Julia Roberts twarzą Givenchy

Riccardo Tisci, projektant marki Givenchy, nigdy nie bał się zapraszać na castingi gwiazd nie będących modelkami. Współpracowały z nim już takie aktorki jak Amanda Seyfried i Isabelle Huppert. Całkiem niedawno twarzą kampanii była też czarnoskóra piosenkarka, Erykah Badu. Teraz nadszedł czas na Julię Roberts.

aksam.com.tr

Znana wszystkim aktorka będzie promowała najbliższą kolekcję wiosenną.  Biało-czarne ujęcia, stworzone przez Merta Alasa i Marcusa Piggota, mają ukazywać kobietę Givenchy, która kojarzy się z siłą i nowoczesnością. Tę męską stylizację przygotowała Katy England, za fryzurę odpowiedzialny jest Serge Normant, a za makijaż Genevieve Herr.

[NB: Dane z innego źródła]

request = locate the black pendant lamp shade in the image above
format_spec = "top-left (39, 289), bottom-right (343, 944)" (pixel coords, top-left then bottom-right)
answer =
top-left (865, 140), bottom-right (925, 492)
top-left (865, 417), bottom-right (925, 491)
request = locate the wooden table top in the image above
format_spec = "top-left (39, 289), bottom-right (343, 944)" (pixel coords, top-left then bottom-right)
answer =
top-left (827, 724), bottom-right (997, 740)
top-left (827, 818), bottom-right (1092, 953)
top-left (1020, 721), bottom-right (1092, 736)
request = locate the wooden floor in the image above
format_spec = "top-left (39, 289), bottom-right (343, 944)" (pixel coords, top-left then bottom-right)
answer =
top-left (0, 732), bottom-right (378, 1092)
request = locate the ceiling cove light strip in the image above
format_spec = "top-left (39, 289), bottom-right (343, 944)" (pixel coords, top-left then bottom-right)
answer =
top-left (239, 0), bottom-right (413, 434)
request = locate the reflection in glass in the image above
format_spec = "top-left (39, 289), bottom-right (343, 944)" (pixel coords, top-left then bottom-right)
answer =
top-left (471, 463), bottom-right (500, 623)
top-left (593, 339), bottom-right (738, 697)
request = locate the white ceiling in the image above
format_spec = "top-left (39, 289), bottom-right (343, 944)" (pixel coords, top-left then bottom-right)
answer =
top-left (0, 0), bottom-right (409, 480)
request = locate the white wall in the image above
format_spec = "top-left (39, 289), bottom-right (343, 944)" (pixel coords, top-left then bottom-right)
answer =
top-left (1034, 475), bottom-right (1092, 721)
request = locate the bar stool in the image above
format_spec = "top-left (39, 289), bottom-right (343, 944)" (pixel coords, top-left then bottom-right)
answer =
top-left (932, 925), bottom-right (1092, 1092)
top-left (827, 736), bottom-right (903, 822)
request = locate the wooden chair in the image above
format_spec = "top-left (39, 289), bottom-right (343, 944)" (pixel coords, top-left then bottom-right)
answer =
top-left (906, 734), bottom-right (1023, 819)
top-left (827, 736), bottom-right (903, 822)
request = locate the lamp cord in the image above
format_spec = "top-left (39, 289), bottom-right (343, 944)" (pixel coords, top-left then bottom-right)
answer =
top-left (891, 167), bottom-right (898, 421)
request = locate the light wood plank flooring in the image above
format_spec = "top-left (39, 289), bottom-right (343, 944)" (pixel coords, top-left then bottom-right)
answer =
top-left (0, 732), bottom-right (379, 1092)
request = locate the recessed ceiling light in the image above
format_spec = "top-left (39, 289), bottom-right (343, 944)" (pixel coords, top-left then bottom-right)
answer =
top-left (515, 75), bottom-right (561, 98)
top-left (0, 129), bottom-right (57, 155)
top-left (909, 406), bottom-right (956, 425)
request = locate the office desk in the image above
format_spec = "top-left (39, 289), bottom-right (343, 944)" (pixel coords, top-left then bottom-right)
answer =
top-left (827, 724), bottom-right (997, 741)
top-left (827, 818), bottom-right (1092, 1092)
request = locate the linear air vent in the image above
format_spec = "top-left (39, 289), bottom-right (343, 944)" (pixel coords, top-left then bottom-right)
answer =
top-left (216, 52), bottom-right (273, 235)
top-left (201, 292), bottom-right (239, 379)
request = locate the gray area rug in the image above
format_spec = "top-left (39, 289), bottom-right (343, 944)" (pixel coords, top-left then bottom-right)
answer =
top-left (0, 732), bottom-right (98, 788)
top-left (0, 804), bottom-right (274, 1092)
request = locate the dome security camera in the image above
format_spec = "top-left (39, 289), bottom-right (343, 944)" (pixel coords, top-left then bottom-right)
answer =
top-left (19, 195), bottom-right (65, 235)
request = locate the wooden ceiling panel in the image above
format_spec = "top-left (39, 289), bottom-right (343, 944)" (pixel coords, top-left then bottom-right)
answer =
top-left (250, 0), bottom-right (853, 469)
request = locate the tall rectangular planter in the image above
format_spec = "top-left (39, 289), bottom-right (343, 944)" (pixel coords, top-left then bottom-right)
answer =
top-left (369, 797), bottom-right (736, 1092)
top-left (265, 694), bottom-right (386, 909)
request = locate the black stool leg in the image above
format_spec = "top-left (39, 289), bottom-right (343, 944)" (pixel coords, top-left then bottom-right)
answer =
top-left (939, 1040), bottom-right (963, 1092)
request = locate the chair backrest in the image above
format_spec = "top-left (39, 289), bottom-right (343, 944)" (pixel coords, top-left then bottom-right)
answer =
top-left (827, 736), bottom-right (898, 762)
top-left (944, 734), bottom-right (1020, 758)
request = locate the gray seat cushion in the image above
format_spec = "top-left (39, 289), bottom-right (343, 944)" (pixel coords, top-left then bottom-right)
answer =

Zgoda Julii Roberts na promowanie marki jest dużą niespodzianką – odtwórczyni głównej roli w „Pretty Woman” stara się trzymać w cieniu, rzadko występuje w reklamach. Przez to jej uczestnictwo we wszelkich projektach staje się produktem ekskluzywnym.

Riccardo Tisci mówi o Julii Roberts w wywiadzie dla portalu style.com: „Niedługo minie 10 lat, od kiedy jestem w Givenchy. Bardzo chciałem stworzyć coś, co będzie moją ikoną. Pierwszy raz złapałem kontakt z Julią na czerwonym dywanie – chciała dostać pelerynę z mojej kolekcji. Wtedy stwierdziłem, że byłoby wspaniale mieć ją w swojej kampanii. Bardzo ją szanuję jako piękność i jako kobietę. Jest bardzo inteligentną dziewczyną. I bardzo zabawną. Szalenie zabawną. I jest bardzo pewna siebie, jak Marina Abramovic, Mariacarla Boscono, co jest charakterystyczne moich kobiet [z kampanii; przyp. red.]. Myślałem, że namówienie jej będzie trudne, bo Julia raczej nie występuje w kampaniach, więc byłem zaskoczony, gdy powiedziała tak”.